Thursday, March 2nd, 2006

This is pretty cool news:

Ronan and Rob Burke’s IFTA nominated short film ‘Jellybaby’ has picked up the award for Best Comedy at the Golden Star Shorts Festival in Hollywood.

‘Jellybaby’ is a humorous story about a young couple driven demented by their newborn
terror. The film features some of Ireland’s rising acting talent including the IFTA nominated Tadhg Murphy and Katie Kirby.

Both directors attended the screening in Hollywood’s Egyptian Theatre where festival organisers had arranged meetings with LA studio executives. They received a large amount of interest for their planned feature film debut ‘Genius’, also written by ‘Jellybaby’ screenwriter Pierce Ryan.

Produced by John Wallace, ‘Jellybaby’ is looking forward to a successful international tour in March with the film traveling to the HBO US Comedy Arts Festival, World of Comedy Film Festival, the Florida Film Festival, Bermuda International Film Festival, Cinegael Montreal, The Chicago Irish Film festival and The Craic NY film festival. On the other side of the Atlantic it can be seen at the Kino in Manchester and The Celtic Film and Television Festival where has been nominated in the best short film category.

Congratulations to the lads. By my count, this is Ronan, Rob and Pierce’s second prize-winner after Smalltalk, and with Wally The Wexford Wizard closing the deals there’s no stopping them. Just so they don’t get too big-headed, I think I’ll start pestering them with unsolicited scripts, begging letters and requests for celebrity autographs.

Shit-kickin’ queers

Wednesday, March 1st, 2006

Willie Nelson wrote this in 1981. Way ahead of its time. It’s now flying out of iTunes thanks to what one disgusted Dub in work called “The Faggih Cowboys”*.

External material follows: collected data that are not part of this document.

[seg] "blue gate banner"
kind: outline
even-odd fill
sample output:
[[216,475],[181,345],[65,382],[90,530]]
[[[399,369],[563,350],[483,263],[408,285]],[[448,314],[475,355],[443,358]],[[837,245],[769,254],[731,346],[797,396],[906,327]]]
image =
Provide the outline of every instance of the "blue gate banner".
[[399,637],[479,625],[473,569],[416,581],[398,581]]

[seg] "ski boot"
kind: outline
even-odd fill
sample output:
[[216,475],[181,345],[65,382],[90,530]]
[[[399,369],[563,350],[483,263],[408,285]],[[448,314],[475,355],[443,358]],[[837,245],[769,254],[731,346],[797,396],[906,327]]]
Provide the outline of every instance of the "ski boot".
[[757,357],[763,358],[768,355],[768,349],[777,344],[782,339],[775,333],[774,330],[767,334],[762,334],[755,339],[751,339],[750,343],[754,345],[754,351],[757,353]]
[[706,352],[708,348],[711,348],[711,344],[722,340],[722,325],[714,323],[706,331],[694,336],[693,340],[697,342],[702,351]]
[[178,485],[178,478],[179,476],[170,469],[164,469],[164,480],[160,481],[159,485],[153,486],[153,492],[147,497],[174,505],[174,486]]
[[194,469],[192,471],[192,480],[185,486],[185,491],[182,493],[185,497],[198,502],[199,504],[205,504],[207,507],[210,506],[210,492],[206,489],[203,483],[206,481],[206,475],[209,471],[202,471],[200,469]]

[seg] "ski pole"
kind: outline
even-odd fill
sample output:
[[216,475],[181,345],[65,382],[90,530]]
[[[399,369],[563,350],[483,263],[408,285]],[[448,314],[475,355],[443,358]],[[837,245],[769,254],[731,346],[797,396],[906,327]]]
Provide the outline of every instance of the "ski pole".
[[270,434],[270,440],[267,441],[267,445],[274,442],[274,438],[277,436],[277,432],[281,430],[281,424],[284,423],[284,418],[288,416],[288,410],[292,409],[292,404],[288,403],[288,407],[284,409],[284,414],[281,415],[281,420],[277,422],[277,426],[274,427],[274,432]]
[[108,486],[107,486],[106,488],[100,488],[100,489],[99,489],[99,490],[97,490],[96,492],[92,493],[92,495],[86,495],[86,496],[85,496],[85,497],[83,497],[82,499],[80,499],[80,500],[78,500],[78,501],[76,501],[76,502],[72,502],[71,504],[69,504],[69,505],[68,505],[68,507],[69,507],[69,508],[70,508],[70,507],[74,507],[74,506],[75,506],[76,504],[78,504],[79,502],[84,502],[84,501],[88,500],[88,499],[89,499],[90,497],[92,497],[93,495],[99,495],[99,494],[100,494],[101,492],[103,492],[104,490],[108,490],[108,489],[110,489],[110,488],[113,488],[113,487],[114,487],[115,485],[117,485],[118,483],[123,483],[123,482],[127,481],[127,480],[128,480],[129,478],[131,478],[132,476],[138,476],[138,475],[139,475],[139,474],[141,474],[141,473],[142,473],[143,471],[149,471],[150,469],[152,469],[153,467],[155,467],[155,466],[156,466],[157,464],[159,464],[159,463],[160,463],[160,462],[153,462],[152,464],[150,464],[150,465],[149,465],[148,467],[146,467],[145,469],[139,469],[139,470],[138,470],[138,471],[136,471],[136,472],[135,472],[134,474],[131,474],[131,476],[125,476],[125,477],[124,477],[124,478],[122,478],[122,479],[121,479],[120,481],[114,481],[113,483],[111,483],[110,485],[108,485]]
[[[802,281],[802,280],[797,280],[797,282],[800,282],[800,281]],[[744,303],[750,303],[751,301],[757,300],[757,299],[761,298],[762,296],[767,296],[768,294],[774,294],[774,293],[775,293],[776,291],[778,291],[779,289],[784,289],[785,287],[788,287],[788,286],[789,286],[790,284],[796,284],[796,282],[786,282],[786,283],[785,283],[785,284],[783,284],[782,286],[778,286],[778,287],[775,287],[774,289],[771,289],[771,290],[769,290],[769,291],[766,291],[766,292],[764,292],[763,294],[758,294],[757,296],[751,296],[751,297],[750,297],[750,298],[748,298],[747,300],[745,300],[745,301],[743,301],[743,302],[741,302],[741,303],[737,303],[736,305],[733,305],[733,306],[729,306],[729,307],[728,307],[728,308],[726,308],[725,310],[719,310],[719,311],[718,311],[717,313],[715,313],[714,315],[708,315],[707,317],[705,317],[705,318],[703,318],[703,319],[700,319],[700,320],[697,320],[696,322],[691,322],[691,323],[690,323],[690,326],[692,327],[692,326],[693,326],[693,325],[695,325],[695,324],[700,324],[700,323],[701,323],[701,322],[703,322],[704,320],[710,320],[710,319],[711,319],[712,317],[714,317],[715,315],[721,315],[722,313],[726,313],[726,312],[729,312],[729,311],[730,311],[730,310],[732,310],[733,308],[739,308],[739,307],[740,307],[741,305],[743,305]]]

I wonder if it’s on the soundtrack.

A D A
Well there’s many a strange impulse out on the plains of West Texas
E A E
There’s many a young boy who feels things he can’t comprehend
A D A
And a small town don’t like it when somebody falls between sexes
E A
No, small town don’t like it when a cowboy has feelings for men

Well I believe to my soul that inside every man there’s a feminine
And inside every lady there’s a deep manly voice loud and clear
Well, a cowboy may brag about things that he’s done with his women
But the ones who brag loudest are the ones that are most likely queer

Chorus:
D A
Cowboys are frequently secretly fond of each other
E A
Say what do you think those all saddles and boots was about
D A
And there’s many a cowboy who don’t understand the way that he feels for his brother
E A
And inside every cowboy there’s a lady who’d love to slip out

Solo by Willie!

Well there’s always somebody who says what the others just whisper
And mostly that someone’s the first one to get shot down dead
So when you talk to a cowboy don’t treat him like he was a sister
You can’t **** [I presume “fuck”] with a lady that’s sleepin’ in each cowboy’s head

Cowboys are frequently secretly fond of each other
Say what do you think those all saddles and boots was about
And there’s many a cowboy who don’t understand the way that he feels for his brother
And inside every cowboy there’s a lady who’d love to slip outus

And inside every cowboy there’s a lady that’d love to slip out

You’ll be delighted to learn I’m right now trying to play it on my ukulele.
*Actually, they’re shepherds, I’m reliably informed.